El productor y realizador español Gerardo Herrero gusta de las adaptaciones literarias. Ahí están algunos títulos de su filmografía para demostrarlo: ‘Malena es un nombre de tango’, ‘Territorio comanche’ o ‘Las razones de mis amigos’ sobre novelas de Almudena Grandes, Pérez-Reverte o Belén Gopegui respectivamente. Su último estreno, ‘Silencio en la nieve’ no es una excepción, ya que está basada en el libro de Ignacio del Valle, ‘El tiempo de los emperadores extraños’.

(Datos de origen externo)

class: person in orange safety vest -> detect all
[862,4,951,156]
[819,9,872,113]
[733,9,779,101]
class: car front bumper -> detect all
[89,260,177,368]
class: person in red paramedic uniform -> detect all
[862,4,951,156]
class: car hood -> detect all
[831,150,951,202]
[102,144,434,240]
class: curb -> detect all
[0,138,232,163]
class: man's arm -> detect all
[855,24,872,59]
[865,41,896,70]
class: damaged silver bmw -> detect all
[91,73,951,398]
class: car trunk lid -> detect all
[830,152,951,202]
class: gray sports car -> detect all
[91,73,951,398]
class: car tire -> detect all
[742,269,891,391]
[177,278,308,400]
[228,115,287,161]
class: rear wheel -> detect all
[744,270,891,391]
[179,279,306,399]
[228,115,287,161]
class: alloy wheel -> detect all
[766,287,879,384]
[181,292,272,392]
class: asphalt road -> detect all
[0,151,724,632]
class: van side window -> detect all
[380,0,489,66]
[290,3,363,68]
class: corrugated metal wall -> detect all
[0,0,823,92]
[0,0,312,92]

La acción se desarrolla en el Frente de Rusia en el año 1943. Un soldado, antiguo inspector de policía, y un sargento, ambos miembros de la División Azul, un tema éste casi inédito en nuestro cine, se topan con un descubrimiento terrible en un siniestro campo de batalla densamente nevado y sembrado de cadáveres congelados de caballos, víctimas inocentes de la contienda. Se trata de un combatiente asesinado y con una inscripción en el pecho, hecha con la misma arma que le quitó la vida: “Mira que te mira Dios”.

Esta frase, correspondiente a una oración infantil de cuatro estrofas, y las tres restantes, dan nombre a otros tantos epígrafes en los que se divide la cinta aunque el último, muy breve, corresponda a su conclusión. A partir de entonces, los dos hombres son encargados de hacer frente a una investigación, tan dura como díficil e ingrata, en la que descubrirán historias y ambientes aún más oscuros que el propio crimen.

El realizador acierta plenamente en la factura, con una puesta en escena digna de una gran superproducción, a la que contribuyen poderosamente las excelentes direcciones artísticas y de fotografía de Edou Hydallgo y Alfredo Mayo, respectivamente. Crean el clima, la textura, el color de los horrores de una guerra tan absurda como innecesaria. Y están muy bien cuidados, asímismo, los ambientes abigarrados y chulescos de la soldadesca alienada y brutal con las mortíferas ‘diversiones’ a su alcance, naipes aparte, y las escenas bélicas propiamente dichas. El frío y el lado menos poético e inquietante de la nieve se hacen sentir.

En cuanto a los personajes, están en general bien dibujados, exentos de esquematismos e uniformidad, respetando la pluralidad de sus ideas, dentro del bando llamado nacional, y personalidades. Eso no obsta para que se destaque la crueldad inmisericorde de ciertas ‘hazañas’ protagonizadas por indeseables y en los daños colaterales que la propia guerra provoca en las mentes y conductas de los sometidos a ella, incluída la población civil rusa.

Sólo que la intriga decae y el interés que prometía la combinación de un thriller negro en semejante escenario y con miles de sospechosos al dudoso honor de ser el asesino en serie, se ve pronto defraudado por líneas argumentales secundarias que en nada suman, sino que restan, al núcleo central del relato. A ello hay que añadir ciertas composiciones y caracterizaciones desaforadas y excesivas y lo precipitado de su conclusión. Con todo, una cinta más que digna con un notable equipo técnico-artístico, en el que destacamos las sobrias y ajustadas interpretaciones de Juan Diego Botto y Carmelo Gómez.